Pesto is something I don’t make all that often, as it usually tastes too heavy and rich for me. After all, it’s got nuts, cheese, and a vat or two of oil, and the classic Marcella Hazan recipe I use adds butter. Put that on top of pasta and I’m asleep 10 minutes after dinner. But I do like the flavor of pesto and I appreciate having it on hand to dollop (a la pistou) into vegetable soup, spread onto sandwiches or flavor salad dressings or cooked vegetables.

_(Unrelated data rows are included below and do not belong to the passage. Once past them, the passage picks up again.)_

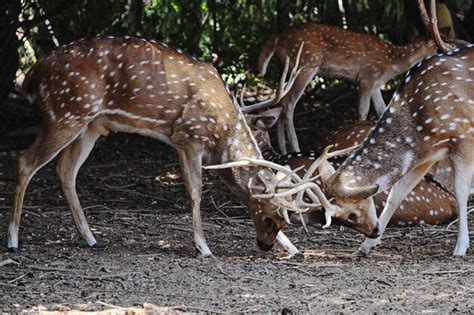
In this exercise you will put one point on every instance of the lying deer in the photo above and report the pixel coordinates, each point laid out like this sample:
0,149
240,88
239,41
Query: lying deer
431,118
428,203
338,53
124,84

As I mentioned in my other purple posts, I am in a color cooking phase, and favoring purple for some reason. With a giant bunch of purple thai basil on hand, I put it to use in a purple salad (recipe forthcoming), and then made some pesto. I used Marcella Hazan’s recipe, adapting it with a squirt of lemon for a blink of lightness and tang. I then did something Marcella would be turning in her grave at: I put it atop rice vermicelli. Yep, I did. That’s what was in my cupboard and I wanted to see what it would taste like. It was so good that seconds, though not available, were very much wanted.
The second night we ate it with our leftover Beetburger mix, broken up and cooked in a saucepan for a few minutes. Also very good, even if not photo-worthy.

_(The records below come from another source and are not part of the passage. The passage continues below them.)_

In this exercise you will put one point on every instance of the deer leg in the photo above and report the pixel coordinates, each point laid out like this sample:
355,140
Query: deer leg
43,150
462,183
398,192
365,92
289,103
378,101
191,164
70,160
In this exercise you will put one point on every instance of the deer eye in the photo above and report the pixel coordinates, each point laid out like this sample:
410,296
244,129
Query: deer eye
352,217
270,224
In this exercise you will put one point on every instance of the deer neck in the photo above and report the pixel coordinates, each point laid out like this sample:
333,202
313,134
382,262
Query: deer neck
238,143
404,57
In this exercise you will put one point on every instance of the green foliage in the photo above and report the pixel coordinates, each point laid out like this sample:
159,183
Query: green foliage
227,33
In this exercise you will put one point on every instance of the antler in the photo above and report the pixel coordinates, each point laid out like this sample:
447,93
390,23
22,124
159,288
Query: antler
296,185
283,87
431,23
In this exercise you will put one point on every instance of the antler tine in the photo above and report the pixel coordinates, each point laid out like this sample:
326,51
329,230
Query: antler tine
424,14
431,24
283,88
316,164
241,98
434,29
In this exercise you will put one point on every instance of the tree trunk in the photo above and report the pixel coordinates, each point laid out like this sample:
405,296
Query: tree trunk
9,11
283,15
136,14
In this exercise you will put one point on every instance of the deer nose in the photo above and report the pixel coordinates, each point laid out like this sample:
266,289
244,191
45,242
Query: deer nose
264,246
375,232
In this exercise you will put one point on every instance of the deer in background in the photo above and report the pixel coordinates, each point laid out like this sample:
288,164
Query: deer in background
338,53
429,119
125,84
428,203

The third night I made the classic Ligurian pasta dish, Trofie with Potato and Green Beans in Pesto Sauce. Probably the best of the three, and yes, I was in bed 10 minutes afterward.
As promised in the Beetburger Recipe, here is the recipe for our purple pesto, adapted from Marcella Hazan’s Essentials of Classic Italian Cooking, probably the single most reliably awesome collection of recipes I own.
- 2 cups fresh purple basil leaves, tightly packed
- 1/2 cup extra virgin olive oil
- 3 tablespoons pine nuts
- 2 garlic cloves, chopped fine before putting in the processor
- 1/3 cup parmesan cheese, freshly grated
- 2 tablespoons pecorino romano cheese, freshly grated
- 3 tablespoons butter, softened to room temperature
- 1/2 lemon, juiced
- Briefly soak and wash the basil in cold water, and gently pat it thoroughly DRY with paper towels.
- Put the basil, olive oil, pine nuts, chopped garlic, and an ample pinch of salt in the processor bowl, and process to a uniform, creamy consistency
- Transfer to a bowl, and mix in the two grated cheeses by hand. It is worth the slight effort to do it by hand to obtain the notably superior texture it produces.
- When the cheese has been evenly amalgamated with the other ingredients, mix in the softened butter and lemon juice, distributing it uniformly into the sauce.
- When spooning the pesto over pasta, dilute it slightly with a tablespoon or two of the hot water in which the pasta was cooked.